Journalist Sarah Carey has advanced a particularly poor argument against emigrant voting rights in the Irish Times.
She sets up a straw man of worthy sentimentality as the reason behind the call for emigrant voting rights, then claims this:
I like too the guiding principle of “no taxation without representation”. It’s not reasonable that people who don’t pay taxes to the State should be allowed to have a say in how those taxes are collected and distributed. Those living in Ireland, no matter how poor, will pay tax, directly or indirectly.
One suspects she actually meant she believes in the “guiding principle” of “no representation without taxation” but was corrected in the editing process. Because she clearly doesn’t believe in the principle of “no taxation without representation” – or she’d be advocating for a vote for emigrants on the basis that many of them are already paying taxes.
Carey adopts a remarkably snarky tone and seems to feel that any concern for our overseas citizens belongs to the realm of a 19th century novel. She uses words like “lament” and “tragic eloquence”, while noting that “votes for emigrants” is “an idea no one wants to crush because it sounds so worthy. Instead we politely indulge its advocates but do nothing about it.”
It’s not about tragic eloquence, of course, it’s about the rights of transnational citizens, and developing a relationship with our diaspora that is worthy of the 21st century. The traditional model, where we send off our young and wait for the remittances to roll in, isn’t going to work for much longer. Our well-educated and well-connected expats expect to keep their vote when they leave, and there have been many reports of European work colleagues expressing shock at realising there is no postal vote option for our overseas citizens. All this while our government actively seeks to network (or “harness” as the favoured phrase has it) our diaspora in order to benefit the Irish economy.
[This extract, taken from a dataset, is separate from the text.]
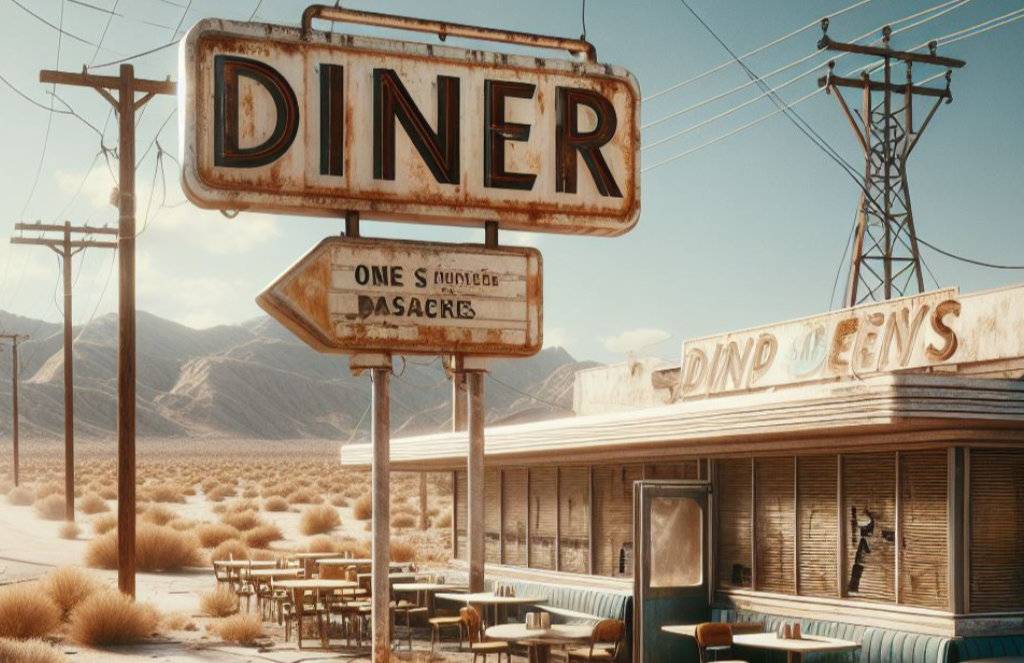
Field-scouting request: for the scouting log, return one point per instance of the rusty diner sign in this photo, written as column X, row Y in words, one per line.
column 352, row 295
column 307, row 122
Anyway, there are pages of comments following her article, with the majority of them chiming in disagreement. There is actually so much wrong with this article and Carey’s reasoning that it would take far more time than it’s worth to deconstruct it. I’ve contributed on the comments, and I’ve also sent this letter off to the Times:
Regarding Sarah Carey’s article on emigrant voting rights (27 Jan), the notion that overseas citizens are unaffected by decisions at home is completely out of touch with the realities of transnational citizenship in the 21st century. Irish citizens abroad are potentially affected by decisions about social welfare, pensions, foreign policy, civil partnership and spousal immigration, taxation, broadcasting and consular protection. Your recent report on the thousands of returning emigrants denied benefits under the Habitual Residence Condition demonstrated that decisions made by Irish lawmakers can have devastating consequences on emigrants’ lives.
As for Ms Carey’s suggestion that emigrants should be taxed, this is a totally separate issue to voting – no developed nation in the world links the two the way she would suggest. In fact, the US is the only developed country in the world that taxes its expats on foreign-earned income – and I suspect that if Ireland were to do so we’d find we get less money than the value of what we’re currently getting from global Irish business networking, FDI, venture capital assistance, expats opening new markets, tourism, and philanthropic giving. Right now, we’ve got a highly loyal diaspora that’s worth a lot of cash to us. Adding a layer of paperwork and an attitude of even greater entitlement to our diaspora relations probably won’t serve any of us well.